Part:BBa_K404122
[AAV2]-left-ITR_pCMV_betaglobin_mGMK_TK30_hGH_[AAV2]-right-ITR
This composite BioBrick serves as an example for the possibilities of our Virus Construction Kit
ITRs
The inverted terminal repeat structures can be subdivided into several palindromic motives: A and A’ form a stem loop which encases B and B’ as well as C and C’. Those motives form both arms of the T-shaped structure. The functional motives on the ITR are two regions that bind Rep 68/78, called Rep-binding elements (RBE on the stem and RBE’ on the B arm) and the terminal resolution site (trs) in which the rep proteins introduce single-stranded nicks. The 3’ OH end of the A motive acts as a primer for DNA replication (Im & Muzyczka, 1990) (Lusby, Fife, & Berns, 1980).
CMV promoter
Beta-globin-intron
The beta-globin intron BioBrick consists of a partial chimeric CMV promoter followed by the intron II of the beta-globin gene. The 3´end of the intron is fused to the first 25 bases of human beta globin gene exon 3. The beta globin intron BioBrick is assumed to enhance eukaryotic gene expression (Nott, Meislin, & Moore, 2003). As shown in Figure 9 and Figure 10 the vectorplasmid missing the beta-globin intron showed a negligible difference in mVenus expression compared to viral genomes containing the beta-globin intron. Considering these results and taking into account that a constant volume of viral particles has been used for transduction, the difference between the construct containing and lacking the beta-globin intron is minimal. Since packaging efficiency of the AAV-2 decreases with increasing sizes of the insert (Dong, Fan, & Frizzell, 1996), the iGEM team Freiburg_Bioware suggests using the beta-globin intron in dependence on the size of your transgene.
mGMK_TK30 fusion protein
The thymidine kinase mutant TK30 contains six modified amino acids (Black, Newcomb, Wilson, & Loeb, 1996) created in a first screening showing enhanced affinity for gancivlocir and acyclovir, but reduced specificity for its natural substrate thymidine.
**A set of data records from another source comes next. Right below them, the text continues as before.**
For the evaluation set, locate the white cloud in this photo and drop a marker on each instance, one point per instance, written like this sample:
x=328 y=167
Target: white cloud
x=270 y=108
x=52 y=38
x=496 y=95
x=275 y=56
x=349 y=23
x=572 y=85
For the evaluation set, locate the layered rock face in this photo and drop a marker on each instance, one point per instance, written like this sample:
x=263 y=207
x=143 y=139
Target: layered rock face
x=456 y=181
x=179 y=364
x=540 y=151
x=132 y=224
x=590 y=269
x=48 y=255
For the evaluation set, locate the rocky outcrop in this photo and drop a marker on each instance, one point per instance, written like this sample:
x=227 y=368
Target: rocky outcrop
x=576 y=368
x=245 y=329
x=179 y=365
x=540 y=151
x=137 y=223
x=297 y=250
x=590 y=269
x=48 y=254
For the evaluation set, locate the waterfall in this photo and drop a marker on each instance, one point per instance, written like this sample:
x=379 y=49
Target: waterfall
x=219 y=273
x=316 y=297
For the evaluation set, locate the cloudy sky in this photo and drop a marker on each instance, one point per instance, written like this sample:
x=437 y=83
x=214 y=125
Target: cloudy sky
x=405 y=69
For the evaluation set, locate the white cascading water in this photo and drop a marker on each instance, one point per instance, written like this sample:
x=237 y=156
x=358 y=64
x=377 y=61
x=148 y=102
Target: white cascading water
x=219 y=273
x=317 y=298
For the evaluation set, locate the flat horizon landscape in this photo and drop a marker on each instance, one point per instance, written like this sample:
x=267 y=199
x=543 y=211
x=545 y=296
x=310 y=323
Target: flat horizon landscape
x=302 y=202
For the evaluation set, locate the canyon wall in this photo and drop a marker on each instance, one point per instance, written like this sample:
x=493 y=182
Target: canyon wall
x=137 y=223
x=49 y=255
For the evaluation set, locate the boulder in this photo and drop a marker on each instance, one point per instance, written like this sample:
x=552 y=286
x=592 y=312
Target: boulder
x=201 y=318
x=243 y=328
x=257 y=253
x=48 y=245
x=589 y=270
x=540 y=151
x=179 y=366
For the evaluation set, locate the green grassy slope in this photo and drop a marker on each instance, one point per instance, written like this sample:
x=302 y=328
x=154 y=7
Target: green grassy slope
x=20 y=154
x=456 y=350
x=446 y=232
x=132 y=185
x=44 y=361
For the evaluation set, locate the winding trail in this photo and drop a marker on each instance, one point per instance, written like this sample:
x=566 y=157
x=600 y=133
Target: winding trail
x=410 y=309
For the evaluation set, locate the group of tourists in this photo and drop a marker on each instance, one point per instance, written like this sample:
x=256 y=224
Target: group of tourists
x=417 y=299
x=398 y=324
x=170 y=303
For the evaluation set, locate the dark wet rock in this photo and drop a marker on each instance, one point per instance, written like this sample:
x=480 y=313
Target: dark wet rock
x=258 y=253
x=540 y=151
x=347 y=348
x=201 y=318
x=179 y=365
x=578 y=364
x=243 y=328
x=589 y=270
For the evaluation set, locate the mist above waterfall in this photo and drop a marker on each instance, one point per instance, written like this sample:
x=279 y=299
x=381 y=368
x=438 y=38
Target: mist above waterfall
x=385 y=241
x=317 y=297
As efficient tumor killing and therefore ganciclovir activation is essential for successful tumor ablation, further improvements were conducted. Overexpression of transgenic thymidine kinase leads to accumulation of non-toxic intermediates, which cannot be phosphorylated sufficiently by endogenous guanylate kinase, the second enzyme in the salvage pathway of nucleotides.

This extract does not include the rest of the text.